Импрессионизм. Основоположники и последователи - страница 50
Сколь непривычной ни была бы живопись картины, зрителей занимала в первую очередь дерзкая, нетривиальная психологическая интрига. Это, вне всякого сомнения, не было изображением дамы comme il faut – «порядочной женщины». Натурщица, кокотка, дама из кафешантана, проститутка во всей ее двусмысленной привлекательности, без того туманного обобщения, за которым можно привычно спрятать «неприличие». Персонаж сегодняшний, слишком знакомый, из плоти и крови. Но при этом странно и волнующе защищенный от плебейского суда драгоценной индивидуальностью художественной субстанции и едва ли не агрессивной, «ударяющей по зрению» безыскусственностью. И в лице героини – усталый испуг, схваченный вполне «импрессионистической кистью», всплеск «мгновенности» в длящемся предстоянии модели.
В отличие от «Завтрака на траве» «Олимпия» раздражала зрителя в первую очередь не пластическими новациями. В ней присутствовала могущественная тревога слишком мощной откровенности, и даже проницательнейший из ценителей Мане Поль Валери писал: «Чистота совершенной линии очерчивает Нечистое по преимуществу – то, чье действие требует безмятежного и простодушного незнания всякой стыдливости».[99] Это суждение могло бы показаться недостойным Валери, если бы за ним не стояло очевидное желание понять и показать восприятие, характерное для времени Мане.

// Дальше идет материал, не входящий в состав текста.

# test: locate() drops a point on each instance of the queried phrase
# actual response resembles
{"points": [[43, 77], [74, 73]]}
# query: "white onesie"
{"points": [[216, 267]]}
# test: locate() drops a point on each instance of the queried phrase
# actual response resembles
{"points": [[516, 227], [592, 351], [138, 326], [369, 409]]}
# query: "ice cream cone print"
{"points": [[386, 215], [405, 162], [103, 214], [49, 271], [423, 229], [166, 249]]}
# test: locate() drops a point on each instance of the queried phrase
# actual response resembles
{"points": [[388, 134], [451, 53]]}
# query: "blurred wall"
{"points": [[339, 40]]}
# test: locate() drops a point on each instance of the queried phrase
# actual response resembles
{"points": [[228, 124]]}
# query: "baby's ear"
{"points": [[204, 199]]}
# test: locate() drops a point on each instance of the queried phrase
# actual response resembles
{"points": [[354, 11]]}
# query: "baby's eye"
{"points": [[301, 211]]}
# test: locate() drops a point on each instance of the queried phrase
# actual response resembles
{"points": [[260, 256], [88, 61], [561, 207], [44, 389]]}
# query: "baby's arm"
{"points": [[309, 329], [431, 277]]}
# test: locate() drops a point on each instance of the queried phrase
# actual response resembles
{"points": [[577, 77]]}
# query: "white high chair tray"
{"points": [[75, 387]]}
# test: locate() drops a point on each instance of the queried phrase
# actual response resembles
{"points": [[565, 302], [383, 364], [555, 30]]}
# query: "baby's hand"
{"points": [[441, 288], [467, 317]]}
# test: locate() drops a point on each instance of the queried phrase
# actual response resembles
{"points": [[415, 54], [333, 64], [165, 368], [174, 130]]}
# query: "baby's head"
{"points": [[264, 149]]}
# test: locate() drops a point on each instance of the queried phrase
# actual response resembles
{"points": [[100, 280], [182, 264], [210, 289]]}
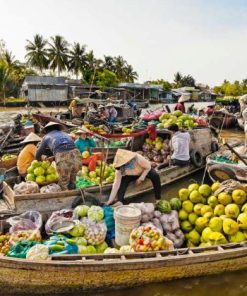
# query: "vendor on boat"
{"points": [[180, 146], [180, 104], [84, 141], [27, 154], [131, 166], [111, 113], [243, 109], [67, 157]]}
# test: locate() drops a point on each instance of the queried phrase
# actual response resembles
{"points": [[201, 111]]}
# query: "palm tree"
{"points": [[130, 74], [108, 63], [119, 66], [178, 77], [5, 75], [58, 54], [77, 58], [37, 55]]}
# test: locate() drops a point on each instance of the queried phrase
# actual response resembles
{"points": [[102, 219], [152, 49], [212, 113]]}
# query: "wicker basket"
{"points": [[8, 164]]}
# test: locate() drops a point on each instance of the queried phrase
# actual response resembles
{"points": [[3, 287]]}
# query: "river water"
{"points": [[227, 284]]}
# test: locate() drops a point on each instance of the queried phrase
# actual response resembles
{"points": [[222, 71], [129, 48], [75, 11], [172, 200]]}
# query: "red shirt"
{"points": [[180, 107]]}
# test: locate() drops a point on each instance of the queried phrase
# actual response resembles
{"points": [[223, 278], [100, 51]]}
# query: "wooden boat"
{"points": [[201, 140], [78, 273], [221, 119]]}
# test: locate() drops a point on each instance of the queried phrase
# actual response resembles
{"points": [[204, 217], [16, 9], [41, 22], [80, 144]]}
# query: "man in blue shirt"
{"points": [[67, 157], [84, 143]]}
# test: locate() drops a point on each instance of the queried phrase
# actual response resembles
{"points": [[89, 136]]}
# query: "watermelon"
{"points": [[175, 203]]}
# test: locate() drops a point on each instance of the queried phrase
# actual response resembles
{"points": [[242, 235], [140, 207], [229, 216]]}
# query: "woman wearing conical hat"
{"points": [[131, 166], [27, 154], [67, 156]]}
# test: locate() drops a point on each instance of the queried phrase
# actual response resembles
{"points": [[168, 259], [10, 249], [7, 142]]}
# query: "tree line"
{"points": [[56, 56]]}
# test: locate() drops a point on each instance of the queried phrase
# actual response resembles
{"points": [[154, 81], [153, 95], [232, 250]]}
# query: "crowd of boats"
{"points": [[222, 160]]}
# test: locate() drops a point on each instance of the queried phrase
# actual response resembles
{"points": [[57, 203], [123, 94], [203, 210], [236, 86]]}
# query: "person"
{"points": [[180, 145], [67, 156], [180, 104], [101, 112], [210, 110], [131, 166], [111, 113], [84, 142], [243, 109], [27, 154]]}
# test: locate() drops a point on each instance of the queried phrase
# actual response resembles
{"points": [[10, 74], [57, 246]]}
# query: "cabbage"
{"points": [[126, 249], [101, 247], [38, 252], [95, 213], [111, 251]]}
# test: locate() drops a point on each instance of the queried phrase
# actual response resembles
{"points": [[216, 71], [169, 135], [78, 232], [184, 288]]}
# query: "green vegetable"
{"points": [[175, 203], [164, 206]]}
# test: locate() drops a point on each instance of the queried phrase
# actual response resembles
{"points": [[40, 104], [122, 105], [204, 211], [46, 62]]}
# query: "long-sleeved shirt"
{"points": [[139, 166], [112, 112], [180, 145], [180, 107], [56, 141], [85, 144], [25, 158]]}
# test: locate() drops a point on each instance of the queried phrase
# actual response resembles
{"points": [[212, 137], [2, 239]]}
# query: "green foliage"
{"points": [[232, 89], [107, 78], [166, 85]]}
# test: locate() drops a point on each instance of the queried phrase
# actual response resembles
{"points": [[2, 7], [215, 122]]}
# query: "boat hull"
{"points": [[104, 272]]}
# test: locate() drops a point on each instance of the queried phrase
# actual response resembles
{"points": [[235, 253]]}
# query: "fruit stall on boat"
{"points": [[221, 119], [201, 232], [223, 164]]}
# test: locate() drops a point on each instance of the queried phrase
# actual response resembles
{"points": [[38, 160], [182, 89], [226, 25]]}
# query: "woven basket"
{"points": [[8, 164]]}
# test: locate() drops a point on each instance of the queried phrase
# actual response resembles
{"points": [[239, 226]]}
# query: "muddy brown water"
{"points": [[227, 284]]}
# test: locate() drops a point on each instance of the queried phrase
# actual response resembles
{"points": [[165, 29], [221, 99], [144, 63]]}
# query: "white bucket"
{"points": [[126, 219]]}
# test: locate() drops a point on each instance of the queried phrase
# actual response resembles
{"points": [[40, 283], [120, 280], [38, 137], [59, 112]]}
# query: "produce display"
{"points": [[149, 238], [8, 157], [42, 172], [93, 178], [212, 215], [156, 151], [181, 119]]}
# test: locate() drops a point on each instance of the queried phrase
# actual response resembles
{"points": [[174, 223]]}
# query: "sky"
{"points": [[206, 39]]}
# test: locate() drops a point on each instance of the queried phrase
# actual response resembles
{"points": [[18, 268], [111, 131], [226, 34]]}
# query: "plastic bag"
{"points": [[110, 222], [95, 233], [19, 250], [26, 188], [60, 245], [30, 220], [38, 252], [58, 217]]}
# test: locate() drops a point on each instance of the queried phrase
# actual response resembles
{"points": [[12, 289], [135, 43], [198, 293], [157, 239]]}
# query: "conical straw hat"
{"points": [[82, 130], [122, 157], [32, 137]]}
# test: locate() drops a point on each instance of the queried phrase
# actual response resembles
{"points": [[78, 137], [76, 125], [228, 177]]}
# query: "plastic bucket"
{"points": [[126, 219]]}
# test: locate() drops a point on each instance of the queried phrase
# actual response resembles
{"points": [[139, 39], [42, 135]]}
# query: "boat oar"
{"points": [[235, 152]]}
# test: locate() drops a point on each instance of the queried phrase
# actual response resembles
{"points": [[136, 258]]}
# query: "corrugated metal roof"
{"points": [[44, 80]]}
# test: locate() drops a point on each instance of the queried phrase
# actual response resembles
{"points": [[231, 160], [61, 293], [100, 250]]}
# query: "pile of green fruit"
{"points": [[181, 119], [211, 218], [94, 176], [42, 173], [8, 157]]}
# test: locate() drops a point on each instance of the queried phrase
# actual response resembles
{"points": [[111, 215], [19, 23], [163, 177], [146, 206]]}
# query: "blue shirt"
{"points": [[85, 144], [56, 141]]}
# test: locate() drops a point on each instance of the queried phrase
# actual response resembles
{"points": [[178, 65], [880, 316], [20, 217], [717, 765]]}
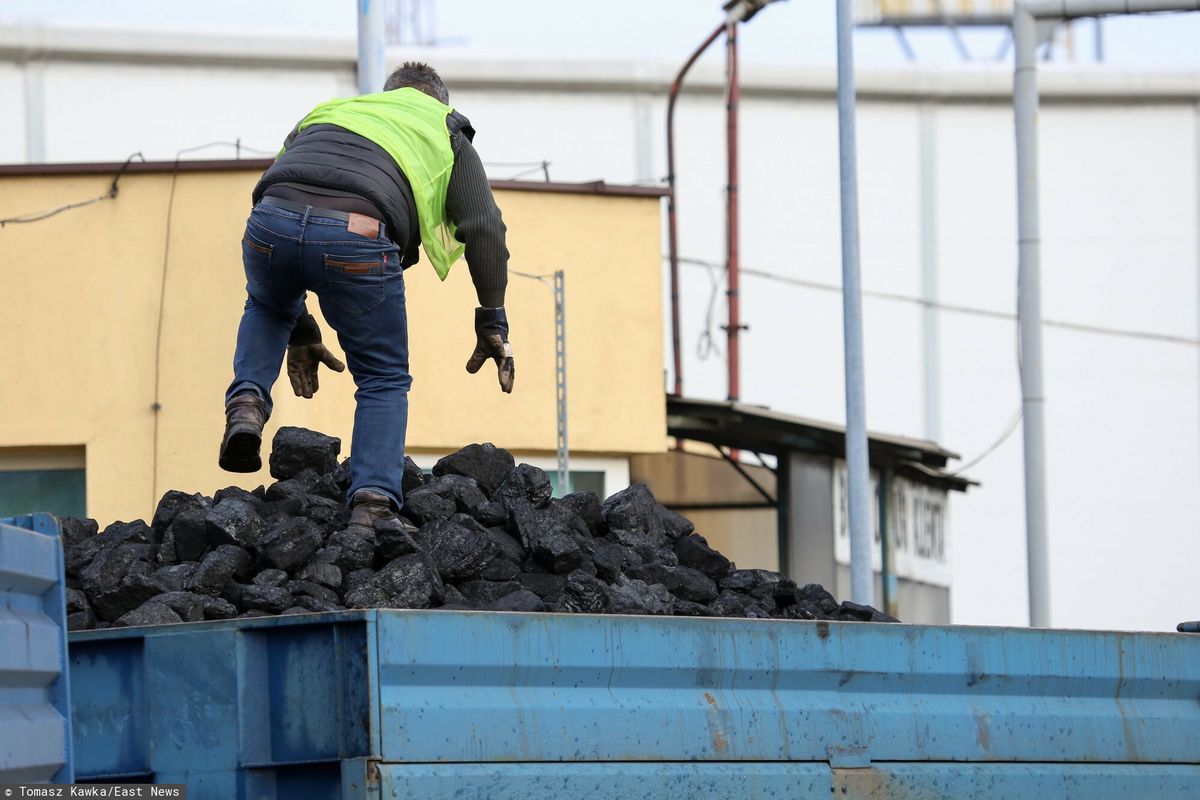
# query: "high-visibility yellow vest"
{"points": [[411, 126]]}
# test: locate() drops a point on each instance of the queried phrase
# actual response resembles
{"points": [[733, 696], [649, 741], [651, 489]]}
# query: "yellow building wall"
{"points": [[81, 317]]}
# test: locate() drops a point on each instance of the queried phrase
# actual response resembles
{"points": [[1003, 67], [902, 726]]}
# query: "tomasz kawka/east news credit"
{"points": [[93, 791]]}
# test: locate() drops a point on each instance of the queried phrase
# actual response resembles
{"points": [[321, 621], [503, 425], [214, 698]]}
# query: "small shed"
{"points": [[769, 489]]}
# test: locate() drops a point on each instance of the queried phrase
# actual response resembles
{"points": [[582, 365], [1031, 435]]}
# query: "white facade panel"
{"points": [[1120, 224]]}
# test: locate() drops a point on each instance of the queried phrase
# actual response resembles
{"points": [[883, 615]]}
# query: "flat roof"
{"points": [[759, 428], [261, 164]]}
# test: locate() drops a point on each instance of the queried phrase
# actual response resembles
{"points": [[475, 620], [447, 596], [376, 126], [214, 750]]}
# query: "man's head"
{"points": [[421, 77]]}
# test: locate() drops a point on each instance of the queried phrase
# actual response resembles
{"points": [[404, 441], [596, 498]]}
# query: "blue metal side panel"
{"points": [[1018, 782], [557, 687], [35, 701], [210, 698], [771, 780], [607, 781]]}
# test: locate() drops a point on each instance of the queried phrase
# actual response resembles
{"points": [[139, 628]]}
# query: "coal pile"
{"points": [[490, 537]]}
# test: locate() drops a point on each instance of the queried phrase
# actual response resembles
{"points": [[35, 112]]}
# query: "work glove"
{"points": [[305, 354], [492, 342]]}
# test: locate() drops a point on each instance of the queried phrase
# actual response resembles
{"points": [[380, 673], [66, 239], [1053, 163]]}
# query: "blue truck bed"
{"points": [[462, 704]]}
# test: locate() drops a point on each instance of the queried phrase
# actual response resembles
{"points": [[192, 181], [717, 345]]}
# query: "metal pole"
{"points": [[731, 211], [862, 581], [1029, 312], [929, 334], [372, 31], [564, 473], [672, 212]]}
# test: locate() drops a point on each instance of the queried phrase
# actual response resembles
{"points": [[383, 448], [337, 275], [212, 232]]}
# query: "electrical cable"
{"points": [[156, 407], [37, 216], [1081, 328]]}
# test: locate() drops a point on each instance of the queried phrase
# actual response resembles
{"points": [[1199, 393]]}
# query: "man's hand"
{"points": [[305, 354], [492, 342], [303, 362]]}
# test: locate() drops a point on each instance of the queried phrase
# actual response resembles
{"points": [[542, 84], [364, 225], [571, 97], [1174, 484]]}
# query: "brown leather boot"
{"points": [[371, 512], [245, 417]]}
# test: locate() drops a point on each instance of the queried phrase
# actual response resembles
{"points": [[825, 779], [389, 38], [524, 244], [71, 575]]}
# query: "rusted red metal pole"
{"points": [[731, 209], [672, 222]]}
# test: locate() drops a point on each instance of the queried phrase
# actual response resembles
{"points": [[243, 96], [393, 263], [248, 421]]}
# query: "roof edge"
{"points": [[259, 164]]}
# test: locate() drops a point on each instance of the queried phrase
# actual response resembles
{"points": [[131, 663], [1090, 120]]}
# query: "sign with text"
{"points": [[933, 12], [917, 517]]}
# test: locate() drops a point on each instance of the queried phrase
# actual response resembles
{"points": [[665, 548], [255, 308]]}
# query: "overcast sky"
{"points": [[793, 31]]}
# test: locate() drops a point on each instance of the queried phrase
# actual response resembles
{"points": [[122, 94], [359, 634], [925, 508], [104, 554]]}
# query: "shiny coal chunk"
{"points": [[425, 505], [294, 450], [694, 585], [499, 569], [633, 596], [555, 536], [550, 588], [585, 594], [688, 608], [357, 579], [317, 603], [217, 607], [187, 605], [289, 545], [268, 599], [270, 578], [310, 589], [486, 463], [819, 597], [347, 551], [634, 509], [298, 486], [587, 506], [173, 576], [407, 582], [234, 521], [694, 551], [748, 579], [322, 573], [526, 483], [149, 613], [217, 569], [77, 531], [522, 600], [189, 534], [484, 593], [174, 503]]}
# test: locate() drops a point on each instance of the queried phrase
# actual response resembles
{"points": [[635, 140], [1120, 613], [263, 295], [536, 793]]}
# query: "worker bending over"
{"points": [[360, 182]]}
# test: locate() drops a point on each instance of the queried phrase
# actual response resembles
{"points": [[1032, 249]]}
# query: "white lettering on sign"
{"points": [[917, 517]]}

Сама живопись в «Олимпии» принципиально чужда той вульгарности, которую видела в мотиве не наделенная зрительским талантом и свободой восприятия публика. В плоскости холста глубина лишь обозначена, картина стала двумерной, самодостаточной и драгоценной вещью. Мане непостижимо и даже вызывающе соединяет гладкую, богато нюансированную, с нежными оттенками перламутровых, пепельно-розовых и жемчужно-сиреневых переливов живопись тела с его нервными, капризными, вызывающе острыми очертаниями. Царственное богатство колорита и виртуозное разнообразие мазков в живописи сбившегося белья на постели усталой кокотки, сочетание классических реминисценций, экзотической фигуры негритянки с букетом, потягивающейся черной кошкой – все это так странно, все это распадается в сознании зрителя, если не иметь в виду постоянно, что и здесь главный мотив и главный персонаж – живопись, искусство. «Говорили, что Мане не умеет написать ни одного сантиметра кожи и что Олимпия нарисована проволокой: забывают только, что более, чем рисовать Олимпию или писать плоть (la chair), он хотел писать картину»[100] (курсив мой. – М. Г.).
Что и говорить, он снова и снова писал именно видимое. Светлое, плоско впаянное в сумеречную поверхность холста угловатое, причудливо и смело очерченное тело, столь же женственное, сколь и напоминающее подростка, имеющее собственное «необщее выражение»; соединение в силуэте усталой томности и нервной силы; открытая традиционность, демонстративная близость к композициям Тициана и Джорджоне в сочетании с вызывающе современным персонажем, порочной детскостью и столь же современной пластической стилистикой.
С течением времени становится все очевиднее: при тончайшем своем интеллектуализме Мане сохранял поразительную и трогательную непосредственность.[101] И потому историк, размышляющий об этом полотне через полтораста лет после его создания, рискует (вслед за многими своими предшественниками) невероятно усложнить побудительные причины, толкавшие художника именно к такому решению, равно как и анализ корневой системы его пластического языка. И опять Мане испытал растерянность, горечь: поражение, новое поражение. Почти сразу после происшедшего он отправился в Испанию, надеясь увидеть в своих кумирах – Гойе и Веласкесе, – быть может, разгадку и собственных неудач и заблуждений.